Hibbertia ferruginea is a species of flowering plant in the family Dilleniaceae and is endemic to the south-west of Western Australia. It is an erect or spreading shrub with linear, sessile leaves and yellow flowers borne in leaf axils near the ends of branchlets with fifteen stamens in five groups surrounding the five carpels.

==Description==
Hibbertia ferruginea is an erect or spreading shrub that typically grows to a height of 10–60 cm and has thin stems. The leaves are linear, 15–30 mm long, 1.0–1.5 mm wide and sessile, sometimes arranged in small bunches. The flowers are borne in leaf axils near the ends of branchlets and are sessile with oblong to egg-shaped, overlapping bracts 4.0–6.5 mm long. The five sepals are egg-shaped, 5.0–7.5 mm long and the five petals are yellow, egg-shaped with the narrower end towards the base, 6–10 mm long and 3–6.5 mm wide. There are fifteen stamens arranged in five groups around the five glabrous carpels, each carpel containing a single ovule.
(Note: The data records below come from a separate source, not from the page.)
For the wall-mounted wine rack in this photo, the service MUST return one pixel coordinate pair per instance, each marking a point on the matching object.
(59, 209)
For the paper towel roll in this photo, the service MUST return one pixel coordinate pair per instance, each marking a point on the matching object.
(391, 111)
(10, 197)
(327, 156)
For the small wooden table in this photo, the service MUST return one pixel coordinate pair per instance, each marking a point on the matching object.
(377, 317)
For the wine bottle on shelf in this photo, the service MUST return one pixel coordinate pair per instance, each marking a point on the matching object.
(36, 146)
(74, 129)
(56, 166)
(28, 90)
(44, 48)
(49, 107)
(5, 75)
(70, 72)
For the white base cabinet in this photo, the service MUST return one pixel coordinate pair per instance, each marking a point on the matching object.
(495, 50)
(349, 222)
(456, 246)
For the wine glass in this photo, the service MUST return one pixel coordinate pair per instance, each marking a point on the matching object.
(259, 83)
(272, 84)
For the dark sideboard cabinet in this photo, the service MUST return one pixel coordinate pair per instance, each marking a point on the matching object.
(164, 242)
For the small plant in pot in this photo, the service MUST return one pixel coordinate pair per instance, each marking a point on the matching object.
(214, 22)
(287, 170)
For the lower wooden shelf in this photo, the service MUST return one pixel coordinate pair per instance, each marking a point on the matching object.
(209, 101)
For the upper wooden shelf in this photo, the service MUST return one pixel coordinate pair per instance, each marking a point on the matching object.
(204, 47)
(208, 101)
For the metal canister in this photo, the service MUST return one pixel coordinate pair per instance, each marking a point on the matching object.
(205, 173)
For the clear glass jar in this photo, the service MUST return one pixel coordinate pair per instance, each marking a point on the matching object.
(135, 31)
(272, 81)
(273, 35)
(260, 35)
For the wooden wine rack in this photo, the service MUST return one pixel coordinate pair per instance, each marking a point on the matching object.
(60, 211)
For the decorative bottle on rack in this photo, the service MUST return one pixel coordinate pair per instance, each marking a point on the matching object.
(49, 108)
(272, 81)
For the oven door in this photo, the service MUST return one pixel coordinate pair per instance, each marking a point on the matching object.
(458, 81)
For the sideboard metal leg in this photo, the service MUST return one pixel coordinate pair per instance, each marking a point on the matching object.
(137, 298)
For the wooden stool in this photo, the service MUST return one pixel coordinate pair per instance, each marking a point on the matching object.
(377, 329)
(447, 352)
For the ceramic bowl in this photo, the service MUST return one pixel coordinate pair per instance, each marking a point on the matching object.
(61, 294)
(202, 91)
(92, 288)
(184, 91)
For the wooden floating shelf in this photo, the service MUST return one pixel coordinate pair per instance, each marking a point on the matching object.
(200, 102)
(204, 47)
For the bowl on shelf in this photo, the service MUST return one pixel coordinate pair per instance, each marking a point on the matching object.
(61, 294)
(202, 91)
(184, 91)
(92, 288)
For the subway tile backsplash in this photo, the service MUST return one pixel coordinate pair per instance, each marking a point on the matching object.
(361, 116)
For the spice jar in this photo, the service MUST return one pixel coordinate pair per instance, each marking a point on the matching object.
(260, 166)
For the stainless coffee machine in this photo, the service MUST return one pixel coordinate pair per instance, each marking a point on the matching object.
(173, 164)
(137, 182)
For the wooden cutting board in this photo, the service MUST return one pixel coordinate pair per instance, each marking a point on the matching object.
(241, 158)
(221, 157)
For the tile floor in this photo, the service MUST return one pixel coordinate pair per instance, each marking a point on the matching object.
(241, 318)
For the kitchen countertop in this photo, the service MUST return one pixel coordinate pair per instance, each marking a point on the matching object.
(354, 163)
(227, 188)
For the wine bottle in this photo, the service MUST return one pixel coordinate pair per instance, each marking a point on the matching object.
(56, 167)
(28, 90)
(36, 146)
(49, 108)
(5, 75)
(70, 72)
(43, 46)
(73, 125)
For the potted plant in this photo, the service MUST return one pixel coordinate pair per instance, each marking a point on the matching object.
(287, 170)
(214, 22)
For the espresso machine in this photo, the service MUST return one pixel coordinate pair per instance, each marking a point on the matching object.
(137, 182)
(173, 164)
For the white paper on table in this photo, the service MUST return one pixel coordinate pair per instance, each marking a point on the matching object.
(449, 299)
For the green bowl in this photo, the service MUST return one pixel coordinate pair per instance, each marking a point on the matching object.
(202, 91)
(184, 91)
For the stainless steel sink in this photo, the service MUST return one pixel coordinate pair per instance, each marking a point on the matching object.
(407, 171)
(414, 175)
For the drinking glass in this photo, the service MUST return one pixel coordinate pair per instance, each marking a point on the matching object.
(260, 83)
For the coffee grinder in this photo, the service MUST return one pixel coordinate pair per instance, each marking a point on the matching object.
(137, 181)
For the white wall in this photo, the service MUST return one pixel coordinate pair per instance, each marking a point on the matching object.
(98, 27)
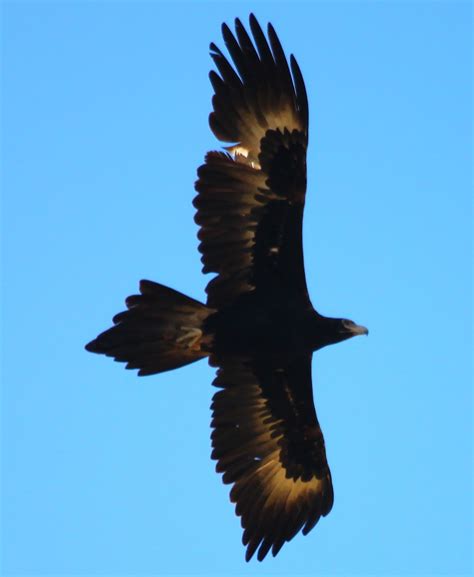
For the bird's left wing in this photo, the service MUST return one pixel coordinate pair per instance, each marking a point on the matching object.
(250, 201)
(268, 443)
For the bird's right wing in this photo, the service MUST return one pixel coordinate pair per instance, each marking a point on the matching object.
(268, 443)
(250, 201)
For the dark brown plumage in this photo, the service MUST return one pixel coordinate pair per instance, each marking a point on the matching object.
(258, 326)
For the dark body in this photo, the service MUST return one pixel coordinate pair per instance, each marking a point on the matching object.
(258, 325)
(274, 329)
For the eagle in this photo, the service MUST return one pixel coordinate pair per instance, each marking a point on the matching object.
(258, 326)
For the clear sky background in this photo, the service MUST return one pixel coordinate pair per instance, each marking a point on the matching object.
(105, 110)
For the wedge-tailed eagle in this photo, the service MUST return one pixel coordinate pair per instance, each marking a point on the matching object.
(258, 326)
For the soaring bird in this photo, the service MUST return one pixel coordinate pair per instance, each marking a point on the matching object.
(258, 326)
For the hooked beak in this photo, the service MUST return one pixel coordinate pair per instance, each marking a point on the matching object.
(359, 330)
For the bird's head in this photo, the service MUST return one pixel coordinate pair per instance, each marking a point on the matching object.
(348, 329)
(329, 331)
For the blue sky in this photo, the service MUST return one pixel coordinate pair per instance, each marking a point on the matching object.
(105, 110)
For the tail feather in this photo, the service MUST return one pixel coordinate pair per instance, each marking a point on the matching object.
(160, 331)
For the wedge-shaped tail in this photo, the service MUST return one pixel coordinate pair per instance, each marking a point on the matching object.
(161, 330)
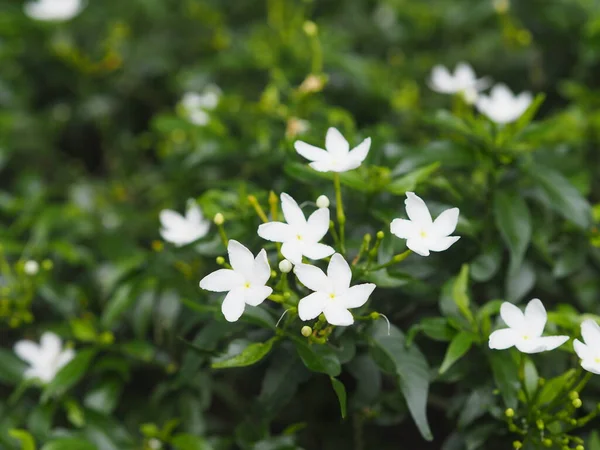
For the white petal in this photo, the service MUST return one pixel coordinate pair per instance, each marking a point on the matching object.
(417, 210)
(221, 280)
(318, 224)
(276, 231)
(360, 152)
(512, 316)
(441, 244)
(291, 211)
(337, 315)
(418, 246)
(28, 351)
(358, 295)
(445, 224)
(339, 273)
(591, 333)
(317, 251)
(535, 317)
(233, 306)
(336, 144)
(503, 339)
(255, 295)
(312, 277)
(403, 228)
(311, 152)
(311, 306)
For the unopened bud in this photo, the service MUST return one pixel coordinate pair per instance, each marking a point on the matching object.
(285, 266)
(219, 219)
(323, 201)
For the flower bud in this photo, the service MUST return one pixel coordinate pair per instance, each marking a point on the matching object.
(219, 219)
(285, 266)
(323, 201)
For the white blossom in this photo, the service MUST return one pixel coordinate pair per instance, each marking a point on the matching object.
(180, 230)
(422, 234)
(244, 282)
(589, 352)
(463, 81)
(332, 294)
(300, 237)
(502, 106)
(44, 359)
(337, 157)
(524, 330)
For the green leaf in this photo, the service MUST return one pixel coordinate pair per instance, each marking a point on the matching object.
(69, 375)
(318, 358)
(408, 365)
(252, 354)
(564, 198)
(26, 439)
(459, 346)
(340, 391)
(514, 222)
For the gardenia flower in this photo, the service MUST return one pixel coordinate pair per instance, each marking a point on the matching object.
(300, 237)
(45, 359)
(338, 157)
(525, 330)
(332, 294)
(196, 105)
(589, 353)
(53, 9)
(179, 230)
(463, 81)
(421, 233)
(502, 106)
(245, 282)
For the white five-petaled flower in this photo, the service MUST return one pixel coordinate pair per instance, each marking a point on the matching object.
(502, 106)
(180, 230)
(589, 353)
(422, 234)
(332, 294)
(463, 81)
(53, 10)
(45, 359)
(525, 330)
(195, 106)
(300, 237)
(245, 282)
(337, 157)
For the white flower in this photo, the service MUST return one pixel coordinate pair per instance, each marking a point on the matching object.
(45, 359)
(338, 157)
(524, 330)
(332, 294)
(502, 106)
(421, 233)
(53, 9)
(179, 230)
(195, 106)
(300, 237)
(31, 267)
(589, 353)
(245, 284)
(463, 81)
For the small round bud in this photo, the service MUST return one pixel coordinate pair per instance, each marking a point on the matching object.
(31, 267)
(285, 266)
(323, 201)
(306, 331)
(219, 219)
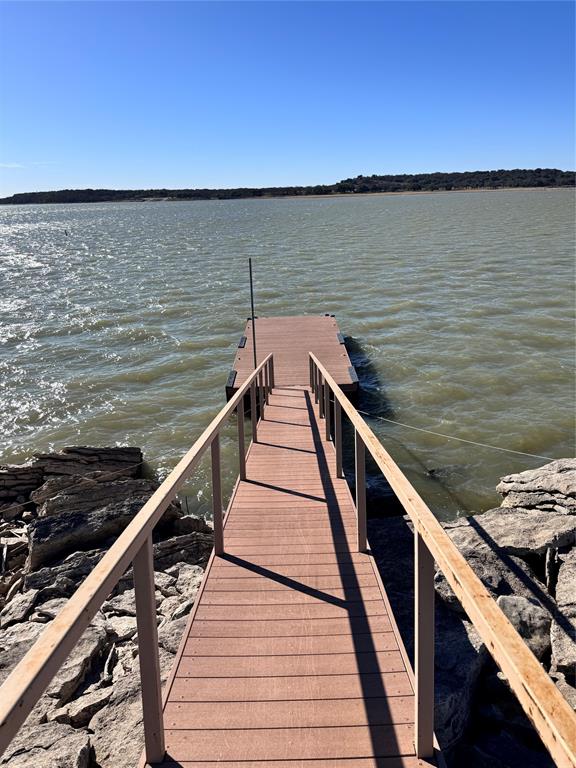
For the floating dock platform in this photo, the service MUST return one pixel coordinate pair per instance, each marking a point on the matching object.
(291, 339)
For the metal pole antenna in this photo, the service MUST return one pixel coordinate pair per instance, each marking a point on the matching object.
(253, 318)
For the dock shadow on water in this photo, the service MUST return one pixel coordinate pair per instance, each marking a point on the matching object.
(371, 398)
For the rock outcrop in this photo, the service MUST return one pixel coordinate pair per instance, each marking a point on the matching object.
(65, 511)
(525, 554)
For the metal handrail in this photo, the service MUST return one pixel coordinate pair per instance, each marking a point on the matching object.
(29, 679)
(551, 715)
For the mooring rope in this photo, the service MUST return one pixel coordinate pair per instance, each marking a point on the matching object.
(453, 437)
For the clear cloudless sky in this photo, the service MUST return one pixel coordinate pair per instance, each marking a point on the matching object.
(224, 94)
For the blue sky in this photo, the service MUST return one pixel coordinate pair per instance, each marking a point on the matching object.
(217, 94)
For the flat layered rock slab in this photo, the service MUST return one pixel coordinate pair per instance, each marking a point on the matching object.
(291, 657)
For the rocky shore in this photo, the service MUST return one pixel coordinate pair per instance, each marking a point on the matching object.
(525, 553)
(59, 513)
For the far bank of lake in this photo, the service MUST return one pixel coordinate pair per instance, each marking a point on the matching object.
(122, 320)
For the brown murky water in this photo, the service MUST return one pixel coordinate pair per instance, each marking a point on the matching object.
(119, 323)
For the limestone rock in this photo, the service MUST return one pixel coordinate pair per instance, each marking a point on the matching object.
(15, 641)
(18, 608)
(460, 657)
(125, 604)
(192, 548)
(501, 574)
(123, 715)
(531, 621)
(189, 579)
(85, 495)
(568, 691)
(515, 531)
(563, 632)
(48, 610)
(19, 480)
(80, 460)
(80, 711)
(62, 579)
(55, 536)
(48, 745)
(170, 634)
(121, 627)
(552, 486)
(165, 584)
(74, 670)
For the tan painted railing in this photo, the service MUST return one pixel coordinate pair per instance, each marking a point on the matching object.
(551, 715)
(31, 676)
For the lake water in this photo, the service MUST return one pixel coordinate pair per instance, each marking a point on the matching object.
(119, 323)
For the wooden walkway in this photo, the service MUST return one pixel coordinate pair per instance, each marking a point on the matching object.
(291, 339)
(291, 658)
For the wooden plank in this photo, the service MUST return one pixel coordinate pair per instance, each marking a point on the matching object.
(291, 638)
(290, 339)
(359, 762)
(290, 596)
(291, 743)
(289, 613)
(290, 666)
(301, 628)
(253, 583)
(549, 712)
(291, 688)
(291, 645)
(316, 713)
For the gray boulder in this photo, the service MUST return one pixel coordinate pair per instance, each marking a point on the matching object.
(460, 657)
(48, 745)
(19, 607)
(80, 460)
(563, 632)
(530, 620)
(191, 548)
(80, 711)
(121, 716)
(551, 487)
(62, 579)
(55, 536)
(515, 531)
(77, 666)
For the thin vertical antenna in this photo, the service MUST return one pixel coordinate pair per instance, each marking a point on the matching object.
(253, 318)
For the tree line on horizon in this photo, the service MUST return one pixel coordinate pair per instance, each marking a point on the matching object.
(421, 182)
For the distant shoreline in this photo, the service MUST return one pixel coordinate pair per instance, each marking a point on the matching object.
(400, 184)
(337, 195)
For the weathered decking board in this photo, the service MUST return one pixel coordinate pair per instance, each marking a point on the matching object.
(291, 339)
(291, 657)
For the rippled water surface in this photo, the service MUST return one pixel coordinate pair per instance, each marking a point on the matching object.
(119, 323)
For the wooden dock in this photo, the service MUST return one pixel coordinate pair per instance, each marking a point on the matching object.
(290, 340)
(291, 657)
(292, 653)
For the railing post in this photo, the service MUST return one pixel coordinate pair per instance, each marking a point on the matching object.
(261, 394)
(241, 446)
(338, 436)
(253, 414)
(360, 455)
(424, 647)
(143, 570)
(327, 413)
(266, 385)
(217, 496)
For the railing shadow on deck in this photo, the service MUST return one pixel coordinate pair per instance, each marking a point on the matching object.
(378, 715)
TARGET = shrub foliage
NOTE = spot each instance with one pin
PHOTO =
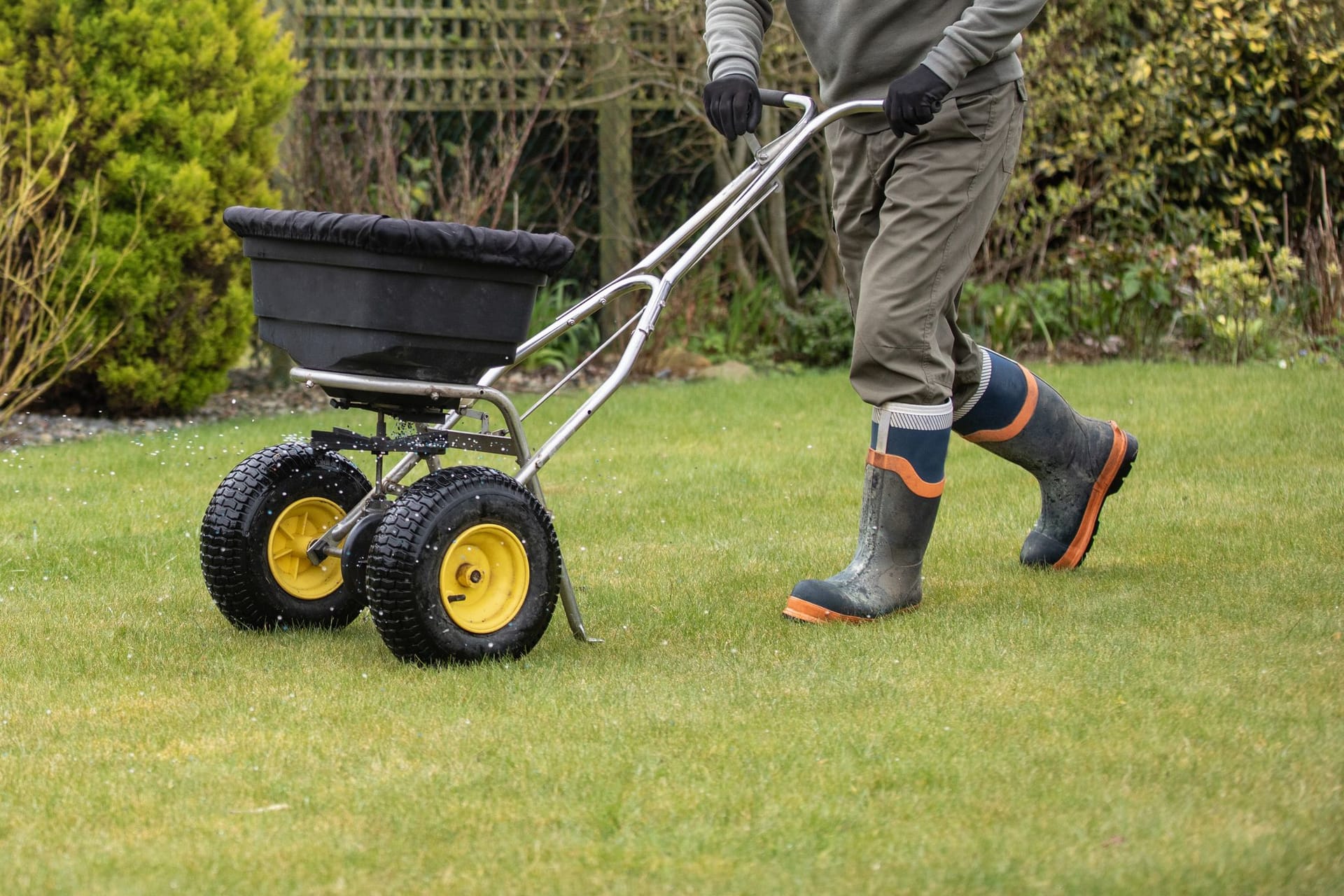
(178, 104)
Flowering occurs from August to November.

==Taxonnomy==
Hibbertia ferruginea was first formally described in 1984 by Judy Wheeler in the journal Nuytsia from specimens collected near Busselton by Robert Royce in 1952. The specific epithet (ferruginea) means "rust-coloured" referring to the hairs on the sepals.

==Distribution and habitat==
This hibbertia grows in woodland or sandy heath from near Capel and Collie to near Busselton and Nannup, in the Jarrah Forest, Swan Coastal Plain and Warren biogeographic regions in the south-west of Western Australia.

==Conservation status==
Hibbertia ferruginea is classified as "not threatened" by the Government of Western Australia Department of Parks and Wildlife.